Economic volatility sows uncertainty

Mar 28, 2025 11:09AM ● By Robert Spendlove

Robert Spendlove, Zions Bank Senior Economist

Over the last month, the United States has incurred a series of economic shocks.  Economic shocks happen when there are sudden, dramatic changes that cause significant disruptions to the outlook. The last major economic shock was five years ago at the beginning of the COVID pandemic, which caused massive disruptions to employment, business conditions, and the broad economy.

Now, a series of sweeping policy changes by the Trump administration have sent a new wave of shocks through the economy. Federal Reserve Chairman Jerome Powell has cited tariffs, immigration, fiscal policy and deregulation among significant policy shifts causing heightened levels of economic uncertainty.

Economic shocks are difficult to quantify and understand in real-time because economic data is backward-looking. Even the most current data — like the jobs report and inflation reports — reflect conditions from months before. And the Gross Domestic Product, the broadest measure of the economy, is only released on a quarterly basis. As the saying goes: economic forecasting is like driving a car blindfolded while getting directions from someone looking out the rear window.

In the current environment, economists have shifted to evaluating the state of the economy by looking at soft economic indicators, which often reflect short-term trends. This includes measures of consumer confidence, weekly unemployment insurance claims, and indicators of financial stress. While these soft indicators can reflect current market and economic conditions, they are volatile and can send false signals, so analysts must be cautious about giving any indicator too much weight.

At a recent press conference, Chairman Powell noted that while recent survey data show a “significant rise in uncertainty and significant concerns about downside risk” among consumers and businesses, measures of consumer sentiment don’t always match up with actual economic activity.

“There have been plenty of times where people are saying very downbeat things about the economy and then going out and buying a new car,” he said.

It’s difficult to predict how recent policy changes will affect the economy. U.S. Treasury Secretary Scott Bessent describes this as a necessary economic “detox” period. He argues that markets have become too reliant on strained global supply chains and on government spending that is financed by ever increasing federal government debt.

Proponents of this new policy believe it will protect domestic industries, generate revenue and encourage more investment. Critics warn of higher consumer prices, escalating trade wars and market distortions.

Economic models often fail to reflect the dynamic influences of trade negotiations and can misrepresent the true economic impact. Similarly, forecasting the long-term impact of policy changes to immigration, deregulation, and fiscal policy is inherently complex due to the interplay of unpredictable factors like economic fluctuations, behavioral responses, global events, and evolving political landscapes. 
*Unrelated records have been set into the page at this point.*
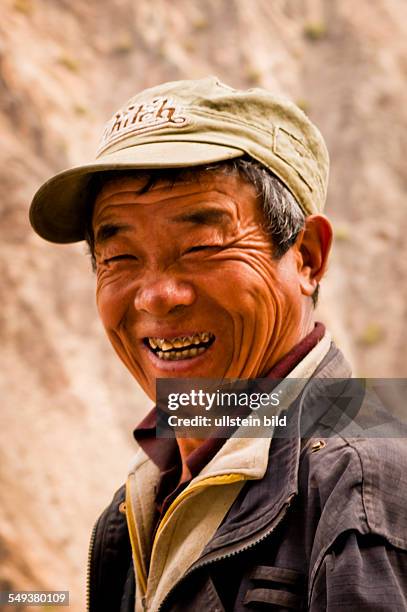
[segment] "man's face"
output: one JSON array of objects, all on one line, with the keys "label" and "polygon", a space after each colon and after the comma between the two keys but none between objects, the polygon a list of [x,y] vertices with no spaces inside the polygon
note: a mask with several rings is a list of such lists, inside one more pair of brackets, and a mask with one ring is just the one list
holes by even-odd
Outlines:
[{"label": "man's face", "polygon": [[300,339],[298,251],[272,255],[254,187],[206,173],[107,182],[94,209],[97,305],[147,394],[156,378],[263,376]]}]

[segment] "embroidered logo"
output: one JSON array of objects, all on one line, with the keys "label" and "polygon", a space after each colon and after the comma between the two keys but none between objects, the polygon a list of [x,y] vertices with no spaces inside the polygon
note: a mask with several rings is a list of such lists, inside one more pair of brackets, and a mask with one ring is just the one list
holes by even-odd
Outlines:
[{"label": "embroidered logo", "polygon": [[98,149],[98,155],[129,134],[145,134],[165,125],[181,128],[190,123],[183,107],[171,98],[153,98],[151,102],[130,104],[118,111],[107,123]]}]

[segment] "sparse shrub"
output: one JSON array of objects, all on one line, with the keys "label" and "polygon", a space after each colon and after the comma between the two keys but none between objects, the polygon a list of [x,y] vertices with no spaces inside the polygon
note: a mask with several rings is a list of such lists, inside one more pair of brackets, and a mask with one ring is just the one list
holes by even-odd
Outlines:
[{"label": "sparse shrub", "polygon": [[365,346],[373,346],[374,344],[378,344],[383,340],[384,330],[382,326],[375,322],[371,321],[366,325],[362,333],[360,334],[358,341],[359,344],[364,344]]},{"label": "sparse shrub", "polygon": [[327,34],[326,24],[323,21],[310,21],[304,26],[304,36],[308,40],[316,41],[325,38]]},{"label": "sparse shrub", "polygon": [[157,45],[157,47],[155,49],[155,53],[157,55],[157,58],[160,59],[160,60],[164,60],[167,57],[167,49],[166,49],[164,41],[161,41]]},{"label": "sparse shrub", "polygon": [[192,40],[192,38],[187,38],[184,40],[183,45],[185,51],[188,51],[189,53],[193,53],[196,49],[195,42]]},{"label": "sparse shrub", "polygon": [[306,100],[305,98],[299,98],[298,100],[296,100],[295,103],[302,111],[304,111],[304,113],[308,113],[309,111],[308,100]]},{"label": "sparse shrub", "polygon": [[133,46],[133,38],[130,34],[123,34],[114,44],[112,51],[117,55],[126,55],[132,51]]},{"label": "sparse shrub", "polygon": [[59,57],[59,64],[70,72],[79,72],[79,62],[70,55],[63,54]]},{"label": "sparse shrub", "polygon": [[349,228],[345,225],[337,225],[334,227],[334,237],[338,242],[346,242],[350,239]]},{"label": "sparse shrub", "polygon": [[73,107],[73,111],[75,115],[78,115],[78,117],[88,114],[88,109],[84,104],[75,104]]},{"label": "sparse shrub", "polygon": [[19,13],[30,15],[33,10],[32,0],[14,0],[13,7]]},{"label": "sparse shrub", "polygon": [[262,74],[258,68],[254,68],[254,66],[248,66],[246,68],[246,78],[250,85],[260,85]]},{"label": "sparse shrub", "polygon": [[194,30],[206,30],[208,26],[209,26],[209,21],[204,16],[197,17],[192,22],[192,27],[194,28]]}]

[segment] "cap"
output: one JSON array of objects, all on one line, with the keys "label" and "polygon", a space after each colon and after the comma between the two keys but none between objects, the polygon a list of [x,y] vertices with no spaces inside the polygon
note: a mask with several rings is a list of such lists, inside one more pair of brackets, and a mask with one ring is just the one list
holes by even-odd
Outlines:
[{"label": "cap", "polygon": [[108,121],[94,160],[39,188],[30,221],[46,240],[83,240],[95,173],[201,166],[243,155],[272,170],[307,215],[323,210],[329,158],[308,117],[269,91],[232,89],[208,77],[164,83],[131,98]]}]

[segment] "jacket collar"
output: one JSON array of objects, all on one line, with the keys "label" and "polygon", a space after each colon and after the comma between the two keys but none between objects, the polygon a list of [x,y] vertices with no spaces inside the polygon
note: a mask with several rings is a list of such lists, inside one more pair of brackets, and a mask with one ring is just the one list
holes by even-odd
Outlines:
[{"label": "jacket collar", "polygon": [[[331,345],[331,336],[327,332],[318,344],[302,359],[302,361],[281,381],[275,390],[282,391],[283,406],[289,407],[301,393],[307,380],[318,368]],[[261,416],[261,409],[256,412]],[[209,476],[233,473],[241,474],[246,479],[258,480],[263,478],[269,463],[269,448],[273,430],[268,430],[267,437],[245,437],[245,430],[240,427],[229,438],[219,452],[200,471],[191,484],[197,483]],[[250,432],[248,432],[250,435]]]},{"label": "jacket collar", "polygon": [[[310,362],[303,365],[310,366]],[[302,372],[294,370],[290,376],[305,378],[306,375]],[[347,379],[351,375],[350,366],[333,343],[312,372],[313,379]],[[284,437],[273,437],[272,442],[269,439],[268,446],[261,440],[263,455],[257,463],[256,470],[251,472],[253,480],[246,484],[227,519],[203,551],[200,560],[206,555],[212,555],[220,548],[233,547],[236,543],[241,545],[245,538],[253,538],[256,537],[256,534],[261,534],[283,512],[284,508],[288,507],[291,499],[298,493],[301,418],[313,407],[315,392],[318,390],[314,391],[311,388],[309,393],[300,394],[291,404],[287,412],[288,419]],[[326,407],[322,410],[326,410]],[[254,442],[259,442],[259,440],[254,440]],[[233,444],[232,440],[226,444],[228,443]],[[207,467],[210,468],[210,464]]]}]

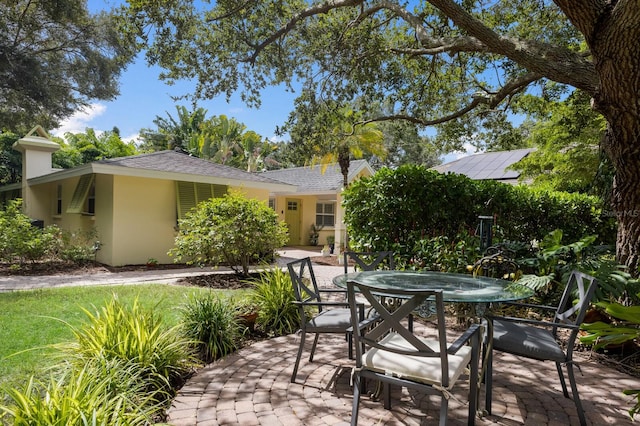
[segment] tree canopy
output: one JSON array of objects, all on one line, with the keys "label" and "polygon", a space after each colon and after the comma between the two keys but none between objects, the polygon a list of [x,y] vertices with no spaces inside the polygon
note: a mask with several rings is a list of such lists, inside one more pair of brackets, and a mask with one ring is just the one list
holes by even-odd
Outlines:
[{"label": "tree canopy", "polygon": [[92,99],[113,99],[136,44],[83,0],[0,0],[0,130],[56,128]]},{"label": "tree canopy", "polygon": [[392,105],[367,119],[439,125],[460,144],[497,114],[527,114],[526,94],[580,89],[607,121],[617,256],[638,273],[637,1],[131,0],[123,16],[167,79],[197,81],[195,97],[240,91],[259,105],[267,85],[300,83],[340,104]]}]

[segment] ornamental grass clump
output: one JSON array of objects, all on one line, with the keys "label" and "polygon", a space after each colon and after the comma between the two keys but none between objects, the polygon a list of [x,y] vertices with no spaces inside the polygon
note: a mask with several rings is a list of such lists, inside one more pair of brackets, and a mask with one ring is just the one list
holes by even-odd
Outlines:
[{"label": "ornamental grass clump", "polygon": [[31,377],[9,389],[0,422],[13,425],[147,425],[161,407],[145,392],[140,370],[121,360],[62,368],[48,381]]},{"label": "ornamental grass clump", "polygon": [[126,368],[138,370],[147,393],[166,400],[196,363],[191,342],[182,336],[179,326],[164,327],[161,316],[145,310],[137,299],[125,306],[114,296],[95,313],[83,311],[89,321],[73,329],[75,341],[58,345],[73,365],[102,359],[122,361]]},{"label": "ornamental grass clump", "polygon": [[182,332],[195,342],[202,361],[222,358],[240,346],[245,327],[228,299],[212,293],[192,294],[180,311]]},{"label": "ornamental grass clump", "polygon": [[256,324],[274,336],[296,331],[300,313],[289,274],[280,268],[265,269],[253,285],[252,297],[260,307]]}]

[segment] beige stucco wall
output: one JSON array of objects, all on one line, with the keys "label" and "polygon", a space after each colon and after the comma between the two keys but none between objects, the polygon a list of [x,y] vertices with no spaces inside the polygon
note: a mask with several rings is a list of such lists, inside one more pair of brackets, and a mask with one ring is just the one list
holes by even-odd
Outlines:
[{"label": "beige stucco wall", "polygon": [[98,209],[96,199],[96,217],[101,216],[96,219],[98,229],[112,235],[112,240],[104,241],[101,249],[105,255],[108,253],[108,263],[136,265],[150,258],[159,263],[173,263],[167,252],[176,235],[175,183],[128,176],[108,178],[113,182],[112,197],[106,197],[111,198],[111,204],[101,204]]},{"label": "beige stucco wall", "polygon": [[[334,200],[335,197],[329,196],[331,200]],[[290,241],[291,245],[309,245],[309,234],[311,232],[311,225],[316,223],[316,203],[318,201],[328,201],[328,200],[319,200],[317,195],[278,195],[275,197],[276,199],[276,212],[278,213],[279,220],[285,220],[286,209],[287,209],[287,200],[295,199],[300,201],[300,241]],[[338,201],[339,203],[339,201]],[[336,204],[336,208],[339,210],[341,207],[339,204]],[[336,215],[337,221],[338,215]],[[318,245],[324,245],[327,242],[327,236],[334,235],[335,236],[335,227],[325,226],[319,232]]]}]

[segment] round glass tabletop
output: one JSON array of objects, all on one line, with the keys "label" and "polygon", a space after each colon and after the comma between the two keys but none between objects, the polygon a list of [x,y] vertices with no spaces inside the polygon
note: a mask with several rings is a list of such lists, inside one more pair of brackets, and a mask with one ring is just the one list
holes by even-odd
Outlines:
[{"label": "round glass tabletop", "polygon": [[533,290],[498,278],[433,271],[363,271],[333,278],[341,288],[347,282],[365,284],[384,290],[442,290],[445,302],[508,302],[533,296]]}]

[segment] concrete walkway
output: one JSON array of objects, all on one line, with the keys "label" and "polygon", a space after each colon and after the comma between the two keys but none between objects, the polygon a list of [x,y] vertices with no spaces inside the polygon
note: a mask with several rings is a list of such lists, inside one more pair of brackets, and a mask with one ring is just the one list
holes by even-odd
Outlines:
[{"label": "concrete walkway", "polygon": [[[319,256],[319,248],[285,248],[279,263]],[[29,288],[173,283],[188,275],[220,273],[199,268],[185,270],[132,271],[118,274],[56,275],[46,277],[0,277],[0,292]],[[339,266],[314,265],[321,286],[342,273]],[[298,340],[296,335],[256,342],[198,371],[179,391],[168,412],[175,426],[213,425],[346,425],[351,418],[352,391],[349,384],[353,361],[346,356],[347,345],[340,337],[322,336],[314,362],[307,348],[300,363],[298,380],[290,383]],[[622,389],[640,387],[637,378],[588,359],[580,362],[578,389],[590,425],[632,425],[627,410],[633,399]],[[575,405],[560,390],[555,365],[496,353],[494,364],[494,404],[491,416],[477,418],[479,425],[578,424]],[[467,389],[460,383],[449,402],[449,424],[467,423],[463,402]],[[392,409],[363,396],[361,425],[432,425],[438,421],[439,400],[403,389],[392,394]]]}]

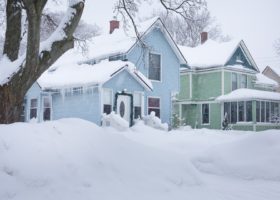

While we have recently shifted into a period of greater uncertainty and risk, it is important to remember that the U.S. economy remains sound. The American economic engine is fueled by strong consumer spending, free markets, and bold entrepreneurs who are willing to take risks. Americans enjoy freedoms of expression, movement, and private property rights that are the envy of the rest of the world. While we are currently weathering an economic storm, I remain optimistic about the fundamental strength and long-term success of the American economic engine.